Berlin-Bei den Silvester-Krawallen sind nach Angaben der Berliner Feuerwehr in mindestens 20 Fällen gezielt Barrikaden errichtet und Einsatzkräfte angegriffen worden. Das sei der bisherige Stand nach Gesprächen mit Feuerwehrleuten aus der Nacht, sagte Feuerwehrsprecher Thomas Kirstein am Freitag. Selbst erfahrene Feuerwehrleute hätten von einer Aggressivität und Gewalt berichtet, wie sie sie noch nie erlebt hätten. „Wir haben eine ganz neue Intensität der Angriffe erleben müssen“, so Kirstein. Die Einsatzkräfte seien in Hinterhalte gelockt worden. Davon seien auch Ehrenamtliche der Freiwilligen Feuerwehr betroffen gewesen.
Bei den Einsätzen der Feuerwehr seien 15 Retter verletzt worden. An dieser bereits am Neujahrstag genannten Zahl habe sich nichts geändert, erklärte Kirstein. Bundesinnenministerin Nancy Faeser und Berlins Regierende Bürgermeisterin Franziska Giffey sowie Innensenatorin Iris Spranger (alle SPD) besuchten am Freitag die Feuerwache Neukölln und sprachen mit betroffenen Einsatzkräften.
Faeser kündigt Konsequenzen aus Silvesternacht an
Faeser kündigte schnelle und entschiedene Reaktionen an. Für einen der wichtigsten Punkte halte sie, dass die jugendlichen Straftäter sofort eine schnelle juristische Reaktion spürten und merkten, dass der Staat handlungsfähig sei. Auch wolle sie eine Verschärfung des Waffenrechts erreichen, etwa im Umgang mit den bisher erlaubnisfreien Schreckschusswaffen. Zudem sprach sich Faeser für eine verbesserte Sozialarbeit in Kitas und Schulen aus.
Nach dem Willen der Union sollen die Angriffe auf Einsatzkräfte in mehreren deutschen Großstädten auch ein parlamentarisches Nachspiel haben. Der Bundestag müsse sich in einer der ersten Sitzungswochen im neuen Jahr damit befassen, forderte der erste Parlamentarische Geschäftsführer der CDU/CSU-Fraktion, Thorsten Frei (CDU), in der Düsseldorfer Rheinischen Post.

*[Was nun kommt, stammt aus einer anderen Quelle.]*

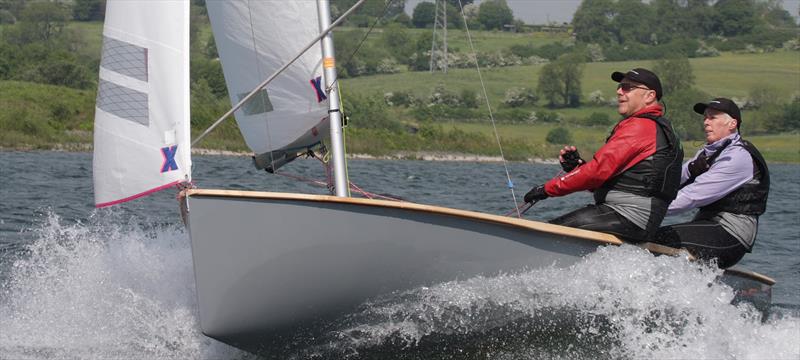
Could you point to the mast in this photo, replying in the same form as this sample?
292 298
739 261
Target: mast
334 114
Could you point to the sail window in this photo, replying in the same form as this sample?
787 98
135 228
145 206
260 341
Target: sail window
123 102
258 104
124 58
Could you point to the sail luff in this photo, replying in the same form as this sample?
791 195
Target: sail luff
141 129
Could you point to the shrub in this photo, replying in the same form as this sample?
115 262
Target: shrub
548 117
559 136
516 97
598 119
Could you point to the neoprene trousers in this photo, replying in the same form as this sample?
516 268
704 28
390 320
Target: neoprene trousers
705 239
603 219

Faeser nannte es eine „widerliche Art von Kriminalität“ Jugendlicher, wenn etwa Feuerwehrleute in einen Hinterhalt gelockt wurden. Das Phänomen mangelnden Respekts gegenüber Einsatzkräften sei nicht neu: „Wir brauchen wieder mehr Respekt für das, was geleistet wird.“ Zur Debatte über gescheiterte Integrationsbiografien sagte Faeser, es müsse schon angesprochen werden, „um wen handelt es sich da?“ Es wäre nicht richtig, den Migrationshintergrund von Tätern zu verschweigen. Falsch wäre aber auch, dies für politische Diskussionen zu missbrauchen.
Giffey: „Grenzen von Respektlosigkeit und Brutalität überschritten“
Giffey sieht die „Grenzen von Respektlosigkeit und Brutalität überschritten“. Wenn gestandene Feuerwehrleute und Polizeikräfte sagten, so etwas in dieser Form noch nicht erlebt zu haben, sei „das Ende der Geduld“ erreicht. Die Berliner Regierungschefin sprach von einem „Werteverfall“, der nicht nur in der Silvesternacht sichtbar geworden sei. Bund und Länder müssten jetzt gemeinsam über Konsequenzen beraten, es brauche ein Set an Maßnahmen bis hin zu Aufstockungen der Einsatzkräfte bei Polizei und Feuerwehr: „So ein Silvester darf es nicht noch einmal geben.“
Berlins Innensenatorin Iris Spranger (SPD) kündigte an, Auswertungen von Straftaten „sehr zügig“ an die Staatsanwaltschaft zu geben. Laut Landesbranddirektor Karsten Homrighausen hat sich die Zahl der erfassten Angriffe auf Feuerwehrkräfte inzwischen auf über 50 erhöht. Es gebe 15 Verletzte, eine Person sei im Krankenhaus. Homrighausen verlangte in Richtung der Politik: „So etwas darf sich nicht wiederholen.“
Jarasch: Strafen müssen sofort auf die Taten folgen
Grünen-Spitzenkandidatin Bettina Jarasch betonte im Zusammenhang mit den Angriffen in der Silvesternacht, dass ihrer Ansicht nach vor allem im Jugendstrafrecht Strafen schnell auf die jeweiligen Taten folgen müssen. Für den Umgang mit Jugendgewalt seien klare Grenzen und Perspektiven wichtig. „Zu den klaren Grenzen gehört nicht die Debatte über Strafmaße, die wir jetzt schon wieder haben, sondern dass die Strafen sofort auf die Tat folgen“, sagte die Verkehrssenatorin am Freitag dem RBB-Inforadio. Dazu gehöre aber auch, dass „die Gerichte entsprechend ausgestattet sind“.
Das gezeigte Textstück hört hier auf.